Brasil terminou março com 210,5 milhões de celulares

No acumulado 1º trimestre, foram 7,6 milhões de novos aparelhos, segundo a Anatel 

Ayr Aliski, da Agência Estado,

20 de abril de 2011 | 16h20

O Brasil terminou março com 210,5 milhões de assinantes da telefonia celular. O dado foi anunciado nesta quarta-feira, 20, pela Agência Nacional de Telecomunicações (Anatel). No final de fevereiro, o Brasil tinha cerca de 207,5 milhões de celulares, ou seja, foram adicionados 2.943.350 terminais ao Serviço Móvel Pessoal (SMP) somente no mês passado. Considerando o resultado acumulado do primeiro trimestre de 2011, foram 7,6 milhões de novos celulares, informa a Anatel.

A "teledensidade" ao final do mês passado atingiu a marca de 108,34 acessos para cada grupo de cem habitantes, ou seja, há mais de um celular para cada brasileiro. Em fevereiro, a "teledensidade" era de 106,91 celulares para cada grupo de cem habitantes. A distribuição, entretanto, não é homogênea, pois somente 17 unidades da Federação têm mais de um celular por habitante: DF, SP, MS, RJ, GO, RS, RO, MT, SC, PE, ES, PR, TO, RN, AP, MG e SE. O Estado com a mais baixa "teledensidade" ao final de março foi o Maranhão, com 65,11 terminais para cada grupo de cem pessoas.

Por área de registro, a maior "teledensidade" é a do código "71", de Salvador (BA), com 164,78 acessos para cada grupo de cem habitantes. No final do ranking ficou a área de registro "97", de Coari (AM), onde a "teledensidade" atinge somente 25,77 telefones móveis para cada cem habitantes.

Quanto à forma de pagamento, os pré-pagos são os preferidos pelos brasileiros, representando 82,18% do total, ou seja, 173 milhões de celulares. Os pós-pagos somam 17,82% do total, ou 37,5 milhões de terminais.

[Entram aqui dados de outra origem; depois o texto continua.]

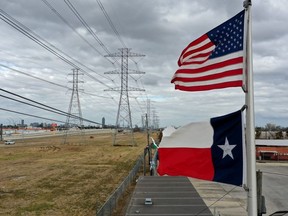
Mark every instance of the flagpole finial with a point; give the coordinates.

Na divisão de mercado, a liderança foi mantida pela Vivo, com 62,061 milhões de celulares, ou 29,48% do total. A Claro ficou em segundo lugar com 53,437 milhões de celulares, o que representa fatia de 25,39%. Em terceiro lugar ficou a TIM, com 52,848 milhões de celulares, ou 25,11% do mercado. A quarta posição foi obtida pela OI, com 41,442 milhões de telefones móveis, ou 19,69% do total. A Anatel cita também a CTBC, Sercomtel e Unicel que, juntas, não atingem 1% de participação.